Mrs. Clinton’s aides said they would also argue to superdelegates that they should give less deference to a lead from Mr. Obama because much of that had been built up in states where there were caucuses, which tend to attract far fewer voters than primaries, where Mrs. Clinton has tended to do better than she has done in caucuses.
“I think for superdelegates, the quality of where the win comes from should matter in terms of making a judgment about who might be the best general election candidate,” said Mark Penn, Mrs. Clinton’s senior campaign adviser.
The final Democratic primary contests are in early June; Montana and South Dakota vote June 3, and Puerto Rico four days later. It would then be almost three months until the Democratic convention, a period in which, if enough superdelegates have not expressed a firm preference to decide the outcome, the party could face a period of intense horse trading or worse.
Meanwhile, the likely Republican nominee, Senator John McCain of Arizona, would have a long period to rally his fractious party to his side and hone his attacks on the Democrats.
A delegate count by The New York Times, including projections from caucuses where delegates have not yet been chosen, showed Mr. Obama with a 113-delegate lead over Mrs. Clinton: 1,095 to 982.

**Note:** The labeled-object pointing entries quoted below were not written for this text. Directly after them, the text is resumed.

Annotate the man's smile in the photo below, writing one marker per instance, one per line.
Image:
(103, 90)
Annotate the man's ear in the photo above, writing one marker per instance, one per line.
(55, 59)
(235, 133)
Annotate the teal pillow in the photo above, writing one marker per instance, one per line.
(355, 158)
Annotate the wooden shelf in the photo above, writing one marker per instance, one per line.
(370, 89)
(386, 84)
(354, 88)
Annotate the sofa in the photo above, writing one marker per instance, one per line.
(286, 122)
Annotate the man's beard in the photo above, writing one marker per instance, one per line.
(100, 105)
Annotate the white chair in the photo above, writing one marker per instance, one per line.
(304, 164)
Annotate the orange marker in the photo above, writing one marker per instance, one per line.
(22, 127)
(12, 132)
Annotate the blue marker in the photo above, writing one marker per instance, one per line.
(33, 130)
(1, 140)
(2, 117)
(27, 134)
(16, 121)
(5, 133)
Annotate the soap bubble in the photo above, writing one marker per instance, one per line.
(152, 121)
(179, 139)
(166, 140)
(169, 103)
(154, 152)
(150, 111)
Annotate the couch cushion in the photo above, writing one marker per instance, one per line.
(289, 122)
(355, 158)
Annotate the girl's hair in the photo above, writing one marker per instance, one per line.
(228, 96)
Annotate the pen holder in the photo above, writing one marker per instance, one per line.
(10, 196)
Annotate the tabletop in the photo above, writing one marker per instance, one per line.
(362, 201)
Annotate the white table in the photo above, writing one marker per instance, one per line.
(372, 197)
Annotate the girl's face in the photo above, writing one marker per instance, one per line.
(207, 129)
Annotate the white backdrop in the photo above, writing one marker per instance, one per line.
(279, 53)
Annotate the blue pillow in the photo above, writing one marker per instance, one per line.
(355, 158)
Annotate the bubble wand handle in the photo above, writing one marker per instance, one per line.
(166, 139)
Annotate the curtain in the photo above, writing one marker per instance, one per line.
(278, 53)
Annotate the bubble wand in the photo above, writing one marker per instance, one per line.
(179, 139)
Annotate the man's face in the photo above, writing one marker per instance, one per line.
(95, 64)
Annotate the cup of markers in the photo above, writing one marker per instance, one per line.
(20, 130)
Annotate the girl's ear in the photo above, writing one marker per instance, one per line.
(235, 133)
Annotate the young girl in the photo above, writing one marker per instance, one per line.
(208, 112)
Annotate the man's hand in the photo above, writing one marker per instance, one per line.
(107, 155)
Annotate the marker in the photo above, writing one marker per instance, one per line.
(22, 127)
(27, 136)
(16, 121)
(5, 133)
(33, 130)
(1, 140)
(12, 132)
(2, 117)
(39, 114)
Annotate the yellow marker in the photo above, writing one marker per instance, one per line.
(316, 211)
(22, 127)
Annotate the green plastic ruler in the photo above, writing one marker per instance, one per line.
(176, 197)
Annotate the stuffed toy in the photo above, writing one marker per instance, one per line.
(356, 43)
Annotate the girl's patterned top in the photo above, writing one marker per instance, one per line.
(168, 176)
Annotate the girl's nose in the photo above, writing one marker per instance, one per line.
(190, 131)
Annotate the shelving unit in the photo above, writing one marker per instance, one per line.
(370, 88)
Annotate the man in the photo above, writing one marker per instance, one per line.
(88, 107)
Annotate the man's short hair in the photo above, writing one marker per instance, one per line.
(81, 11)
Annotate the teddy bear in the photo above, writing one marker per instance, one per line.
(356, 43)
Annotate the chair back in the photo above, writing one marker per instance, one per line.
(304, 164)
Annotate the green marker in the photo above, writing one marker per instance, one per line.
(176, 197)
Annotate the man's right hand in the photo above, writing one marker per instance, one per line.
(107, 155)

Delegate counts by other news organizations and by the campaigns showed somewhat different results, reflecting the difficulty of trying to make exact delegate counts at this point in the process. The figures do not include superdelegates.
Mrs. Obama’s campaign said that he had a lead of 1,139 to 1,003; by the count of the Clinton campaign organization, Mr. Obama was doing even better: 1,141 to 1,004 for Mrs. Clinton.
There are 1,082 delegates left to be selected.
By any measure, Mr. Obama is in a much stronger position on Wednesday than he was just a few days ago and in a significantly stronger position than Mrs. Clinton thought he would be at this point. That is because Mr. Obama not only won a series of states, but also won them by large margins — over 20 percentage points — so that he began picking up extra delegates and opening a lead on Mrs. Clinton.
And that is the problem for Mrs. Clinton going forward. If these were winner-take-all states, Mrs. Clinton could pick up 389 delegates in Texas and Ohio on March 4. Now she would have to beat Mr. Obama by more than 20 percentage points in order to pick up a majority of delegates in both states.
“We don’t think our lead will drop below 100 delegates,” David Plouffe, Mr. Obama’s campaign manager, said in an interview. “The math is the math.”
Mr. Plouffe said by his count, Mr. Obama had won 14 states by a margin of over 20 percentage points or more; Mrs. Clinton has won two states by that margin.
Mr. Penn said the Clinton campaign believed that it could mitigate the losses she suffered by winning in Ohio, Texas and Pennsylvania. In addition to whatever demographic advantage she might have in Ohio, Mrs. Clinton enjoys the support of the governor, Ted Strickland.
“They are working very hard on her behalf,” said Chris Redfern, the party chairman, who is neutral in the race. “It’s not one of those ‘we show up the last week and do a press conference’ things.”
In Texas, Mr. Penn said Mrs. Clinton would be helped by the Latino vote — which he said could ultimately be as much as 40 percent of the electorate.
But Mrs. Clinton faces another problem there in the form of that state’s unusual delegation allocation rules. Delegates are allocated to state senatorial districts based on Democratic voter turn-out in the last election. Bruce Buchanan, a professor of political science at the University of Texas at Austin, noted that in the last election, turnout was low in predominantly Hispanic districts and unusually high in urban African-American districts.
That means more delegates will be available in districts that, based on the results so far, could be expected to go heavily for Mr. Obama. Mrs. Clinton, Dr. Buchanan said, “has got her work cut out for her.”